Porque sabía lo que dirías.

¿Y te dio igual?

Es un poco tarde para mantener esta conversación, ¿no te parece?

Tienes razón. Deberíamos haber hablado de esto antes de comprarla.

Como siempre, estás exagerando.

Ella meneó la cabeza. No me gusta esta casa, dijo. Fue un error comprarla.

Ahora estás siendo ridícula.

Algo en la expresión de George, aquella mirada neutra, fría, aquella indiferencia manifiesta, agitó un poso salvaje en su interior. Movida por un impulso, salió de casa temblando, se montó en el coche y se alejó de allí. Todo estaba muy oscuro, no había luna, y en la carretera no se veía a nadie, como si ella fuera la única superviviente de una catástrofe mundial. Distraída, miró el asiento vacío, medio esperando encontrar a alguien ahí sentado, una visión. Pero no había nada. Nadie. Solo la ventanilla negra, su reflejo vago en el cristal.

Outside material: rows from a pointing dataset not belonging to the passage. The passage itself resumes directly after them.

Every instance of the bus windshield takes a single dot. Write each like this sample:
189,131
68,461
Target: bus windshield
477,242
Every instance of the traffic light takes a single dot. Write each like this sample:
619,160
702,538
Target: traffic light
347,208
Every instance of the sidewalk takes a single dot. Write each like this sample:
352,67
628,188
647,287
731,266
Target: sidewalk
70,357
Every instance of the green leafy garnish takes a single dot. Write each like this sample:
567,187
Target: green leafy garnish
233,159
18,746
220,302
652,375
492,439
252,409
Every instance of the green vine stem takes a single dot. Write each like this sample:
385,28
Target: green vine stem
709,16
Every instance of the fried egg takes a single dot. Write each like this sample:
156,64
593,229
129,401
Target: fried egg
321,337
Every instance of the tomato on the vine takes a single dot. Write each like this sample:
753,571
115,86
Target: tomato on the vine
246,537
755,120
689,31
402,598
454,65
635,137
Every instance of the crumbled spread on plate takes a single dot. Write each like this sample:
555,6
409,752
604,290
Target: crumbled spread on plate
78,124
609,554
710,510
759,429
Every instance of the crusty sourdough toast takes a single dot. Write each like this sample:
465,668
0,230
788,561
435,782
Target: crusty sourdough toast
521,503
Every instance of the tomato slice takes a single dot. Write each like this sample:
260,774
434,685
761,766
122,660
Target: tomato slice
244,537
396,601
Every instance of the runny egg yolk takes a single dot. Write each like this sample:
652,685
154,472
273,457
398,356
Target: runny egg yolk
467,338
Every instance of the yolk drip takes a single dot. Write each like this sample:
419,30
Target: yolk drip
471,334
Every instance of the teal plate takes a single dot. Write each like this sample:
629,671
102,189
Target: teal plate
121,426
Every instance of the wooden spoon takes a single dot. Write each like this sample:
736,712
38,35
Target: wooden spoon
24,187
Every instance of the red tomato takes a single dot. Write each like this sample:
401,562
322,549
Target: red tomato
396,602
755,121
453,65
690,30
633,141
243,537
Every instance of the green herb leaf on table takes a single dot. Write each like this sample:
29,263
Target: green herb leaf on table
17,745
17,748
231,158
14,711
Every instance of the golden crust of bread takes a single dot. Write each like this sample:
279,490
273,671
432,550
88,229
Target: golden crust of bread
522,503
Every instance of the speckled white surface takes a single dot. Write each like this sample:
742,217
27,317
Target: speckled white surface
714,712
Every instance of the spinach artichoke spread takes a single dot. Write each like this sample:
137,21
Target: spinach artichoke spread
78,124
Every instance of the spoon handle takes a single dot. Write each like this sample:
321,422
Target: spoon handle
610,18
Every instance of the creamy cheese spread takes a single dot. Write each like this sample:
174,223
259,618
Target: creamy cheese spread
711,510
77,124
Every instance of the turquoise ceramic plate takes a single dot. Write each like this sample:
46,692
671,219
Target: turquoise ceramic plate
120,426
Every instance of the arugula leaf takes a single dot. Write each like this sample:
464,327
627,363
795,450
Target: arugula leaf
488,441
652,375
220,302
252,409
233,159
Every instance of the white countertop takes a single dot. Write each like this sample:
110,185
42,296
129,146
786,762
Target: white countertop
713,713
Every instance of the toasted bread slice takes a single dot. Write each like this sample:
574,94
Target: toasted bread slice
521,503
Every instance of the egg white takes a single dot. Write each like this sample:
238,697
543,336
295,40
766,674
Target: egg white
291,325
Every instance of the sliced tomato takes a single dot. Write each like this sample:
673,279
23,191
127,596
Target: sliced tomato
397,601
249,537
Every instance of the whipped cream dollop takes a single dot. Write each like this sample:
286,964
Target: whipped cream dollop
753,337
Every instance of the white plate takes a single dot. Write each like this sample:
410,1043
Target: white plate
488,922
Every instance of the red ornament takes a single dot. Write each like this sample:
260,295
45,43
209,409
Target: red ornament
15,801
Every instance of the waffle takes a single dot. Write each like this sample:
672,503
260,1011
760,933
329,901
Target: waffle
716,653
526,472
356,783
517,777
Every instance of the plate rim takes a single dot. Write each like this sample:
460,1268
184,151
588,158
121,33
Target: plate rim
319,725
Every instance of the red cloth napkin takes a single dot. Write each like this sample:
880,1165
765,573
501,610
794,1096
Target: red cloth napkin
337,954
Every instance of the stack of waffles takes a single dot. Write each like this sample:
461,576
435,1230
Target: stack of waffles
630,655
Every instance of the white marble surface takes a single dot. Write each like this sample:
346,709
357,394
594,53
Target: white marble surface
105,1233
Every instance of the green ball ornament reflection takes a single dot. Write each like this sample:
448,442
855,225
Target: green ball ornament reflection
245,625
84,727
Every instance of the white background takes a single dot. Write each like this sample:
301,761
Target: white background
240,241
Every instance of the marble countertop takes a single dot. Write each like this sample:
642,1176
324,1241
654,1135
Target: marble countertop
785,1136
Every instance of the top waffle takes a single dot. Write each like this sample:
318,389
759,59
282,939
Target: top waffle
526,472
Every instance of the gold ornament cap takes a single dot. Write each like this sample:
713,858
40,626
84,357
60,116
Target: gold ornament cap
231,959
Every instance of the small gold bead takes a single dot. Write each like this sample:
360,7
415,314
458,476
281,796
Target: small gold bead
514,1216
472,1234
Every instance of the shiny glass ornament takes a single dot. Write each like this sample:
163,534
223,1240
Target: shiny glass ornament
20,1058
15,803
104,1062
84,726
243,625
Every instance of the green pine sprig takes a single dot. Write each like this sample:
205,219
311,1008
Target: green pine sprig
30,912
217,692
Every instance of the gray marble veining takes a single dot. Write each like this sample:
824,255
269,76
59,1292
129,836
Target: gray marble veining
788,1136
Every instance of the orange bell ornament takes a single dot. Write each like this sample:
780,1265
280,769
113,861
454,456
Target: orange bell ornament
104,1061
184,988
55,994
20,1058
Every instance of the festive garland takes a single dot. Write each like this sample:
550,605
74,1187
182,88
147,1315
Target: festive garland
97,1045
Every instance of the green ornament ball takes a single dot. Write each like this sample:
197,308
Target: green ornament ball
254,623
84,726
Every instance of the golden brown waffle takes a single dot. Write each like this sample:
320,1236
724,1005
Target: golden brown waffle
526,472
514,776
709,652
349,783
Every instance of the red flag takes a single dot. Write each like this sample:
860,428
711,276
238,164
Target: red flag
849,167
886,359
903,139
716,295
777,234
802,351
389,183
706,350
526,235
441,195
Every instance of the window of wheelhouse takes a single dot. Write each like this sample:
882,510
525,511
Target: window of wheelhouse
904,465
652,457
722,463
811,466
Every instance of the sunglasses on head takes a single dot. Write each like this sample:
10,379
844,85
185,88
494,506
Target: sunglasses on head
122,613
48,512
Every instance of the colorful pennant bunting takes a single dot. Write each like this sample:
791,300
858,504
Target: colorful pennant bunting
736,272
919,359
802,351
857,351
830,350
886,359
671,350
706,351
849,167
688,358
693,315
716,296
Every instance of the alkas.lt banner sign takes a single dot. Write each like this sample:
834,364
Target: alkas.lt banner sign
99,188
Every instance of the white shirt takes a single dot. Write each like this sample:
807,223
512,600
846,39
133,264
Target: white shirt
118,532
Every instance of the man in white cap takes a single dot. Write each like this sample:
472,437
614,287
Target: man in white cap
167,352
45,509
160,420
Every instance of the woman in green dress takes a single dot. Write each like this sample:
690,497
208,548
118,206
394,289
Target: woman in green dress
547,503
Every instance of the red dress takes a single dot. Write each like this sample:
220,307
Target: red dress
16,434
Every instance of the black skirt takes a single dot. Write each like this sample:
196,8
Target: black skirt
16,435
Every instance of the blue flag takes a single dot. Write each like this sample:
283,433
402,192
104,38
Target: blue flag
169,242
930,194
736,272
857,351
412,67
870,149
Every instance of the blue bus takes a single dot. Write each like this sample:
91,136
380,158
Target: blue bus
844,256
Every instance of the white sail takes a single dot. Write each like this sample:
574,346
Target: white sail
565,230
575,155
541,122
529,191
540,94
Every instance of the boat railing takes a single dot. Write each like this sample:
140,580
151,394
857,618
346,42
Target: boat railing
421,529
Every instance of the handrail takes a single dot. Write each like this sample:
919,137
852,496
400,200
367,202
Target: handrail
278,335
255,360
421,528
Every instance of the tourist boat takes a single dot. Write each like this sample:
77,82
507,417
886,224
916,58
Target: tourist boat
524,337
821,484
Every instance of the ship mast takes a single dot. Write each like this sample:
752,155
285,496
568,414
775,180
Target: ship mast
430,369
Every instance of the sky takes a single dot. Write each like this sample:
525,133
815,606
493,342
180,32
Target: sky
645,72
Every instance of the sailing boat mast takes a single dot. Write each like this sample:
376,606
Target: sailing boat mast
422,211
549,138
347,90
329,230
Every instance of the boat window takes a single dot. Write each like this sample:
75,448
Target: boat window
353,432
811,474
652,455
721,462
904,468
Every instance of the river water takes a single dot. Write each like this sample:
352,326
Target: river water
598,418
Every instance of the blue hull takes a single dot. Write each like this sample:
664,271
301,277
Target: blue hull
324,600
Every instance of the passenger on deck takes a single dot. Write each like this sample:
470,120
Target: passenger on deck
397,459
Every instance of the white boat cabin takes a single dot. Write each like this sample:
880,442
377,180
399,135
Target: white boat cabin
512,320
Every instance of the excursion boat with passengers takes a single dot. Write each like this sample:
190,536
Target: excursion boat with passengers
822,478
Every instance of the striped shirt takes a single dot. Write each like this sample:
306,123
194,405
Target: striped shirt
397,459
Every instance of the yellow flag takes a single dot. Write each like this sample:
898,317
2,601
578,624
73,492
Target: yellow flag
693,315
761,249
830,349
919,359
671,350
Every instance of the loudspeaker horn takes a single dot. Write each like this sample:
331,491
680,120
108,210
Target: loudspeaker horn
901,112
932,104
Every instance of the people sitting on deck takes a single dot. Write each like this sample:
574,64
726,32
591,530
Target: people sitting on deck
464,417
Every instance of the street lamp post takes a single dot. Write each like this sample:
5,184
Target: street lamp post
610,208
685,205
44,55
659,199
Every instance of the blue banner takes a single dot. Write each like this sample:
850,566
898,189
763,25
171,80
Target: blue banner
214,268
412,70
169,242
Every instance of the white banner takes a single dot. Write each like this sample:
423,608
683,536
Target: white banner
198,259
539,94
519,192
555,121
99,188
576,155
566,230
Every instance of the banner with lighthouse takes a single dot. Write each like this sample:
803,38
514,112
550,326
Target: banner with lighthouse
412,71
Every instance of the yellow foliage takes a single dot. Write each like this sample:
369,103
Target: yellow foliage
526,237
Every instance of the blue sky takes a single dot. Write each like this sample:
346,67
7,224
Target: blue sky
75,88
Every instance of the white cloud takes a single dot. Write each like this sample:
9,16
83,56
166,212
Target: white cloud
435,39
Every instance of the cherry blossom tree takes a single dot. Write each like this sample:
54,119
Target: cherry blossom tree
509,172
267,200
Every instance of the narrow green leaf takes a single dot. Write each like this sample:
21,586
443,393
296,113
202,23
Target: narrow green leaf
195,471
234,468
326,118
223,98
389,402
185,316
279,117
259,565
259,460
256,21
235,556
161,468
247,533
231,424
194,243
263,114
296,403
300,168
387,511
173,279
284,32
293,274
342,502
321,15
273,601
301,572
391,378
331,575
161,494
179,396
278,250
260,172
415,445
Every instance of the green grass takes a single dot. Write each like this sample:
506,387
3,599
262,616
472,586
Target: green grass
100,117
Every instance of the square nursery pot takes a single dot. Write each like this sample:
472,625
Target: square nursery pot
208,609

Llegó al pueblo, se acercó a la casa en la que los chicos vivían con su tío, y aparcó junto a la acera. Las luces estaban apagadas, pero distinguió el resplandor del televisor en el techo. Su intención era llamar, explicarse, intentar que los distinguieran a George y a ella de los demás, que tan poca consideración les habían demostrado. Pero se quedó ahí sentada y se fumó un cigarrillo. Y entonces pensó: Seguiré conduciendo. Se le pasó por la mente una fantasía, una cronología precisa de su fuga, que de todos modos acabó abruptamente. Porque ni se planteaba la posibilidad de alejarse de Franny.

Puso el coche en marcha y regresó a casa.

Al día siguiente, cuando Cole llegó después de clase, ella le dijo: No sabía que vivías aquí. Lo siento. Nadie me lo había dicho.

Y se echó a llorar. Dejó que él la abrazara. Con incomodidad, como un chico abraza a una mujer. Y se quedaron así un buen rato. Una extraña pareja.

Toma, le dijo luego, quitándose los anillos. Eran de tu madre.

Cole los aceptó y cerró la mano.

Le habrías caído bien, dijo él al fin. A mi madre. Le habría gustado saber que eras tú.